It is essential to highlight that there is evidence of the effectiveness of prenatal interventions in preventing postpartum depression [14].
Currently, face-to-face interventions to prevent the health problem addressed are hardly available in healthcare systems. Even if such services were offered, some barriers could remain, such as inequity or difficulty in accessing health services. The literature suggests the use of mHealth tools to solve these barriers [15]. The use of mobile applications (apps) as a complement to usual face-to-face care [16,17] has been demonstrated to help prevent postpartum depression. Some of the advantages of these apps include their cost-effectiveness, the availability of customized options [18], and acceptance by pregnant and postpartum women as a complementary tool for monitoring mental health during pregnancy [18], collecting information about postpartum depression [19], or monitoring mood symptoms [20].
The effectiveness of these apps has also attracted the attention of researchers. The systematic review developed by Miura et al. [21] revealed that the use of apps improves the score on the Edinburgh Postpartum Depression Scale [22]. Among its conclusions, two important aspects stand out: on the one hand, the benefit of using apps to prevent this health problem when it is impossible to receive face-to-face care and, on the other hand, that the effectiveness of these apps improves when they include an automated component through psychosocial interventions. In addition, a pilot randomized research study was developed by Qin et al. [23], who developed a program based on psychoeducation and cognitive restructuring, through the use of CareMom app.
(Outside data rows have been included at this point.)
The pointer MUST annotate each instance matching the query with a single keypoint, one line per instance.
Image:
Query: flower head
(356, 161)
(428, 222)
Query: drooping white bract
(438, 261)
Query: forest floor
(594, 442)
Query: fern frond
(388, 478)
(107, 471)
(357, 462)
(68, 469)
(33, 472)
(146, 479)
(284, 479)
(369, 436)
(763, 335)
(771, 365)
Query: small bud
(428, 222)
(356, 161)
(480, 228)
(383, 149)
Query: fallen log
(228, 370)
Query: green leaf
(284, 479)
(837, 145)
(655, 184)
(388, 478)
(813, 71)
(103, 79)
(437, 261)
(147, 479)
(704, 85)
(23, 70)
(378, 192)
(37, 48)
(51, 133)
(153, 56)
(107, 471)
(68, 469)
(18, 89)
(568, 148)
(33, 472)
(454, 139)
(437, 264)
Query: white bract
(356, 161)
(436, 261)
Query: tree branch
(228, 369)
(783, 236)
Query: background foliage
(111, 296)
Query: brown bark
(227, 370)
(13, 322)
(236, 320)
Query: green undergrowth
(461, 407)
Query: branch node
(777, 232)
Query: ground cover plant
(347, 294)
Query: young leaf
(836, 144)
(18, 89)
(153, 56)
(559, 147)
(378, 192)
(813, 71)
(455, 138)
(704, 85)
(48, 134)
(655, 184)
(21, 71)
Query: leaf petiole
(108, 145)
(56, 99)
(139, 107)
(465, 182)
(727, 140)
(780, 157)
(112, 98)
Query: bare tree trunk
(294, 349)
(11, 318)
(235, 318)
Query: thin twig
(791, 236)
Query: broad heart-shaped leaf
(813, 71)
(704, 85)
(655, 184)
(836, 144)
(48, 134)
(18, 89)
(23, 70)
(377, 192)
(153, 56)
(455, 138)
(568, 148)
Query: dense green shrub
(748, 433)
They showed that those women who were part of the intervention group, that is, users of the app, showed acceptability towards its use, a significant decrease in the score of the Edinburgh Postnatal Depression Scale [22] at 4 weeks postpartum, and a reduction in depressive symptoms during the early postpartum period. The results of the study developed by Liu et al. [24] for pregnant women aged 36–38 weeks were along the same lines. They demonstrated the efficacy of an app-based intervention (We’ll App), based on a combination of mindfulness and perceived social support and social support theory. The authors concluded that perceived social support can effectively reduce postpartum depressive symptoms. Similar results were obtained in the feasibility and acceptability mHealth mindfulness intervention developed by Avalos et al. [25] for women with moderate to moderately severe symptoms of postpartum depression. Participants had access to the mindfulness-based Headspace app. Women were encouraged to use the app for 10–20 min per day for 6 weeks. The authors found high rates of adherence to the intervention and acceptability and, in terms of efficacy, a decrease in symptoms of depression, stress, and improved sleep quality.
Apparently, apps help prevents health conditions by addressing their associated risk factors. Nonetheless, since zero risk does not exist in the use of health technologies, for an app to be recommended, it is essential that it is first reviewed and evaluated. Although specific criteria have not been established for the evaluation of apps, previous research has suggested that at least their content and characteristics should be considered for evaluation [26]. The purpose of previous evaluation is to guarantee the efficacy of the app and ensure it suits the needs of the final user.
Several studies have been conducted to assess these parameters in apps for the prevention of postpartum depression in other languages [16,17]. However, no studies have been conducted so far to assess the characteristics of apps available in Spanish.
Our aim was to identify which apps in Spanish available on iOS and Android could be recommended based on their content, quality, and BCTs as complementary tools to prevent postpartum depression in women.

2. Materials and Methods

2.1. Design

This is a systematic, step-by-step review that included two steps: (i) identification and selection of apps for “Postpartum depression” or apps that include topics related to postpartum depression available on iOS Store and Google Play between March and May 2023; (ii) assessment of app quality, content, and behaviour change potential.

2.2. Intervention

2.2.1. Step 1: Selection of Smartphone Apps

Our methods sought to replicate the way a patient might access a “postpartum depression” app. Searches were performed on iOS App and Google Play Stores using the following Spanish keywords in the two stores: “embarazo” (pregnancy), “postparto” (postpartum), “depression postparto” (postpartum depression), and “prevenir la depression postparto” (preventing postpartum depression). Searches were performed using iPhone XR, iPad Pro, Oppo Find X3Pro, and Lenovo Tab M10.
Two researchers carried out an initial review of the apps available based on the description provided on the two digital stores. Duplicated apps retrieved after using different keywords and/or available in the two stores were eliminated.
The apps meeting the following criteria were included: (i) available in Spanish; (ii) free to use; (iii) targets the population under study. “Off-topic” apps were excluded. The apps meeting the criteria previously described were downloaded. The same researchers performed a second review of the final selection by considering the same inclusion and exclusion criteria. Malfunctioning apps were excluded (the screen went blank and did not advance; the app closed automatically).
The retrieved apps were considered suitable for recommendation, and their quality, content, and behaviour change potential were assessed.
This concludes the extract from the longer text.